From live recordings, it's obvious that his technique was always a bit shaky: at all stages of his career, he could be great (above all vocally, not so much in terms of musicality and interpretation), or a complete failure. My impression is that it was connected to his physique – the "bigger" Big P. was, the better worked his voice; when he lost weight, his support vanished. Of course, in later years (cf. my Tosca and Chénier experiences), nothing helped, and he could be as fat as imaginable, and disappointed nevertheless.

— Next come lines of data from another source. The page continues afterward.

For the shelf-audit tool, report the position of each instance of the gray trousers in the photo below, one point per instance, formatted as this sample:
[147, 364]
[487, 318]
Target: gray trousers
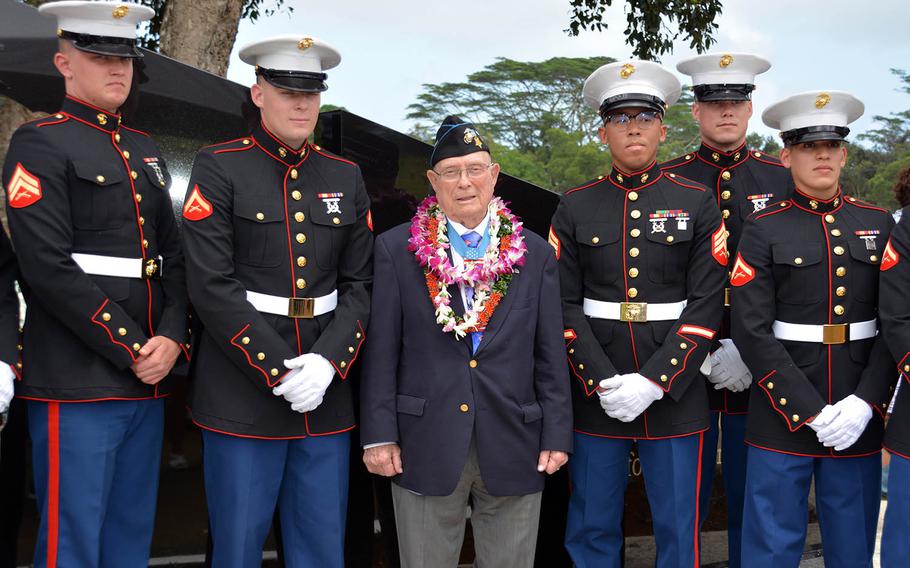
[431, 529]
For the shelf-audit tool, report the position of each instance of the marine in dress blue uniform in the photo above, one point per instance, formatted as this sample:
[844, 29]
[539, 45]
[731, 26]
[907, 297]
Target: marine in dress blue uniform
[805, 315]
[92, 222]
[642, 260]
[743, 180]
[278, 240]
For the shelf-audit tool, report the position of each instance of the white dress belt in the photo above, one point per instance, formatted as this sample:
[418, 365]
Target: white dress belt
[829, 334]
[293, 307]
[633, 311]
[100, 265]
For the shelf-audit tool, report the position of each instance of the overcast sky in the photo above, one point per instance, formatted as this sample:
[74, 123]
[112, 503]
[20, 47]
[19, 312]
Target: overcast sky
[390, 48]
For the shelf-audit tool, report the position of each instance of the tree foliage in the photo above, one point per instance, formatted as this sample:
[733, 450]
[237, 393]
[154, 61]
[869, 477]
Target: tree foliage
[652, 25]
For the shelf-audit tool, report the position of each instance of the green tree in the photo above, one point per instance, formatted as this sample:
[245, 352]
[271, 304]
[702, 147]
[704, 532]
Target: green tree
[652, 25]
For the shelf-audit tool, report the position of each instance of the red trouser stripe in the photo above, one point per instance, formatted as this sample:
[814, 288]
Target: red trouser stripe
[53, 481]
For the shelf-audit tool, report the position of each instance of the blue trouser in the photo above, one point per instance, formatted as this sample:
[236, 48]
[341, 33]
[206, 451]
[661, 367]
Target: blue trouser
[96, 479]
[776, 514]
[600, 472]
[896, 533]
[306, 478]
[732, 430]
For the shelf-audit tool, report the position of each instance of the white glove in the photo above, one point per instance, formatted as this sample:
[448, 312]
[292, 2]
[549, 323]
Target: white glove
[823, 418]
[844, 430]
[627, 396]
[7, 380]
[310, 376]
[728, 371]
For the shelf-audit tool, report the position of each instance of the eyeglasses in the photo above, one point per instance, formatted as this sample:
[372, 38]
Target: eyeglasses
[643, 120]
[473, 172]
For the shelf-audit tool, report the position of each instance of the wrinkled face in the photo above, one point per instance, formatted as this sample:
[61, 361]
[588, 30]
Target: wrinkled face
[289, 115]
[633, 135]
[815, 166]
[464, 186]
[723, 124]
[100, 80]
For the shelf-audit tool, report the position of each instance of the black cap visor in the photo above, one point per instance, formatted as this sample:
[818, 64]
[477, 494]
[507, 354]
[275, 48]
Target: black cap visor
[632, 100]
[723, 92]
[103, 45]
[814, 134]
[303, 81]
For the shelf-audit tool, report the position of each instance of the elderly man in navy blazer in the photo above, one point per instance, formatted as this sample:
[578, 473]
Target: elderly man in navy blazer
[465, 384]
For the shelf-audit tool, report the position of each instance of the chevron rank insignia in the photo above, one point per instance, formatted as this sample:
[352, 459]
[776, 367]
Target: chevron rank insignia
[23, 188]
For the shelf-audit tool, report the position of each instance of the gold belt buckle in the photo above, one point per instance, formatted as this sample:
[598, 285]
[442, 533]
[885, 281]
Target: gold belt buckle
[301, 307]
[835, 333]
[633, 311]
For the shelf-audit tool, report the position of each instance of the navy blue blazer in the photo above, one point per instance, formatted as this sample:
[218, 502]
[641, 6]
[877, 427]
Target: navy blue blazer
[426, 391]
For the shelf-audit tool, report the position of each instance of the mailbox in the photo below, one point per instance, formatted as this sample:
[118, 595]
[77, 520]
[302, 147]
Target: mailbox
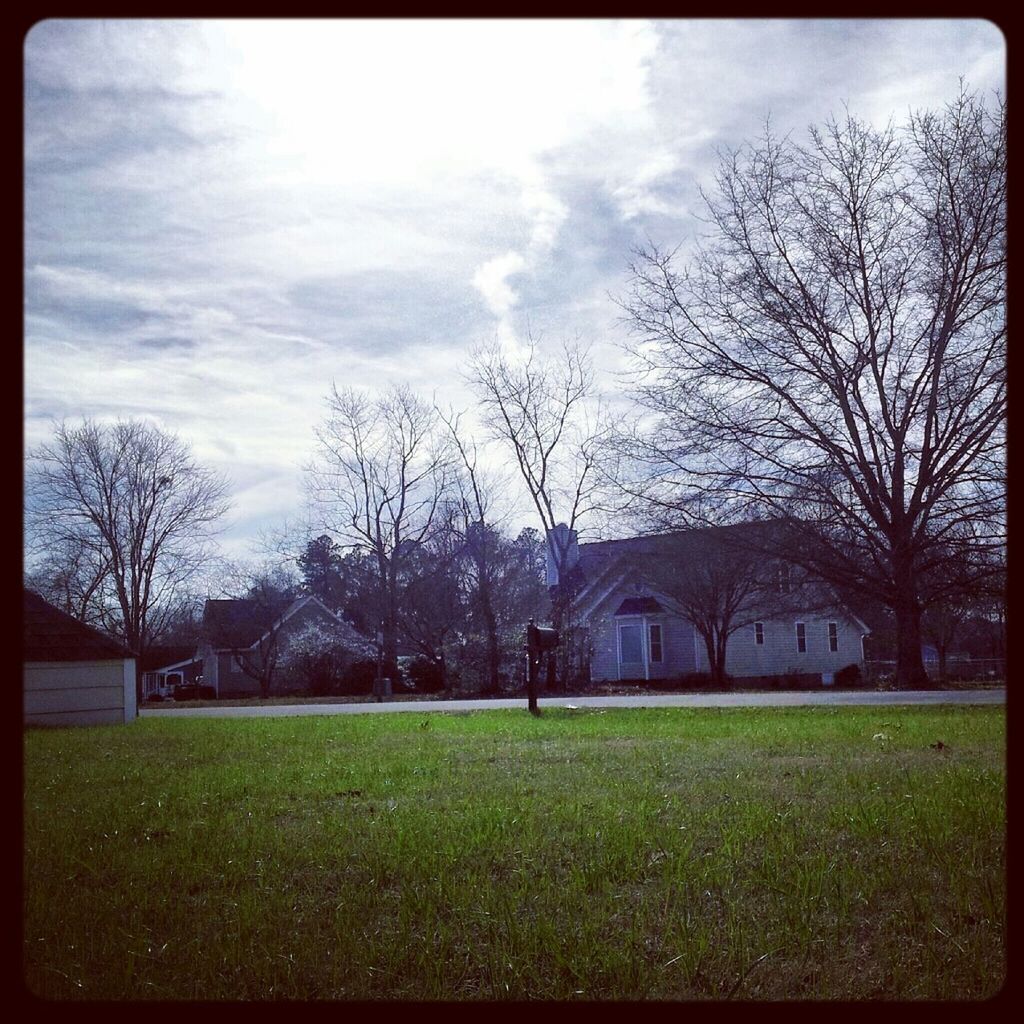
[541, 638]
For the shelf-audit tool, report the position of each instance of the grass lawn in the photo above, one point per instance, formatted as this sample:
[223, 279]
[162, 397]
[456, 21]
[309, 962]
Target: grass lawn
[630, 854]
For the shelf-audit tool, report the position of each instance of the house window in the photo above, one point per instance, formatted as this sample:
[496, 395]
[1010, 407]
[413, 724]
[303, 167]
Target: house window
[630, 644]
[655, 642]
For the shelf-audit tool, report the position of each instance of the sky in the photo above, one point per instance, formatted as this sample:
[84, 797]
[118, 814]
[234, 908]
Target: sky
[225, 217]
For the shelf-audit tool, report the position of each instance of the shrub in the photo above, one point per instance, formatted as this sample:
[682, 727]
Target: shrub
[694, 681]
[426, 675]
[358, 677]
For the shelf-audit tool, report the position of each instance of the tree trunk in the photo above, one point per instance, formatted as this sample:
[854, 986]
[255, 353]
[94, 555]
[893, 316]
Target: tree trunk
[494, 646]
[532, 668]
[910, 674]
[713, 664]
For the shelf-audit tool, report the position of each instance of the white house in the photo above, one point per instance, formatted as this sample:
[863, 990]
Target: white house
[639, 630]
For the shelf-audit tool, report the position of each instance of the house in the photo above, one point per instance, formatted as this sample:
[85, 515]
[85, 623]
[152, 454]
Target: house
[167, 667]
[244, 638]
[73, 674]
[640, 599]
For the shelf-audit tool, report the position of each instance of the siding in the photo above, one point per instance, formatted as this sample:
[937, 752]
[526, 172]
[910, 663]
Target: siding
[684, 649]
[79, 692]
[778, 654]
[677, 644]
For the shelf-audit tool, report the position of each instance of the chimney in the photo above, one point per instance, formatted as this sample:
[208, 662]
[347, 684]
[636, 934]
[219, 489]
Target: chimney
[562, 547]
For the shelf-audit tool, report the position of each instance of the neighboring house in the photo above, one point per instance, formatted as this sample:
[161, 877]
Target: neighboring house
[167, 667]
[243, 634]
[73, 674]
[640, 630]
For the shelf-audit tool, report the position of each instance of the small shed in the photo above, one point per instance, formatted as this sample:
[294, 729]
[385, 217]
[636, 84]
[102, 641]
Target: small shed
[73, 674]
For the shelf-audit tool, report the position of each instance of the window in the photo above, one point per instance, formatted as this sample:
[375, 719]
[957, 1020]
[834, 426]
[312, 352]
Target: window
[630, 640]
[655, 642]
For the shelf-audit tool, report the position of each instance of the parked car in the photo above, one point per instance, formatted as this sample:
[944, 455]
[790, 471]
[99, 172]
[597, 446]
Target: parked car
[194, 691]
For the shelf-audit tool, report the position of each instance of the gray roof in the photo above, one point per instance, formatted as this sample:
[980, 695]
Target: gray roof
[52, 635]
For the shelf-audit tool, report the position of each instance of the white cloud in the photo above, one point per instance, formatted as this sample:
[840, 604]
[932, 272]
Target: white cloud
[214, 208]
[492, 282]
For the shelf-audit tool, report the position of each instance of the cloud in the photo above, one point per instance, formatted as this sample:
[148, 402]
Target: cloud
[222, 217]
[492, 282]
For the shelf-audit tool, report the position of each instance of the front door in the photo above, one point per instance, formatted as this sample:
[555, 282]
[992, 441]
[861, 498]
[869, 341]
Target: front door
[631, 654]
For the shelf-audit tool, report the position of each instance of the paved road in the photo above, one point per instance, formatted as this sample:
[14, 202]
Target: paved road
[773, 699]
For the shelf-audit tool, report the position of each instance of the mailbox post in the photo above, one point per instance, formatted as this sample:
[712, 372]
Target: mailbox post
[540, 640]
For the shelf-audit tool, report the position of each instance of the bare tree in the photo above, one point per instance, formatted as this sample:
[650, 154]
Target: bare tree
[380, 474]
[725, 587]
[475, 488]
[129, 499]
[543, 412]
[835, 352]
[261, 594]
[73, 577]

Reference: Enciclopedia Treccani

La bohème – Modena, Comunale, 29 April 1961
Rigoletto – Carpi, Comunale, 1 November 1961
La traviata – Belgrade, National, 3 December 1961
Lucia di Lammermoor – Amsterdam, Nederlandse Opera, 18 January 1963
Madama Butterfly – Belfast, Grand Opera House, 7 May 1963
Idomeneo (Idamante) – Glyndebourne, 24 July 1964
La sonnambula – London, Covent Garden, 26 May 1965
L'elisir d'amore – Melbourne, Her Majesty's, 15 July 1965
I Capuleti e i Montecchi – Milano, Scala, 26 March 1966
La fille du régiment – London,Covent Garden, 2 June 1966
I puritani – Catania, Bellini, 22 March 1968
Manon – Milan, Scala, 31 May 1969
I lombardi alla prima crociata – Rome, Opera, 20 November 1969
Un ballo in maschera – San Francisco, Opera, 27 October 1971
La favorita – San Francisco, Opera, 7 September 1973
Luisa Miller – San Francisco, Opera, 23 November 1974
Der Rosenkavalier – New York, Met, 8 March 1976
Il trovatore – New York, Met, 11 October 1976
Tosca – Chicago, Lyric, 26 November 1976
L'elisir d'amore – Hamburg, Staatsoper, 18 June 1977
Turandot – San Francisco, Opera, 30 December 1977
La Gioconda – San Francisco, Opera, 7 September 1979
Aida – San Francisco, Opera, 12 November 1981
Idomeneo (Idomeneo) – New York, Met, 14 October 1982
Ernani – New York, Met, 18 November 1983
Otello – Chicago, concert, 16 April 1991
Don Carlo – Milano, Scala, 7 December 1992
Andrea Chénier – New York, Met, 6 April 1996
Reference: Martin Mayer, Gerald Fitzgerald Grandissimo Pavarotti, Doubleday & Company, Inc., Garden City, New York, 1986.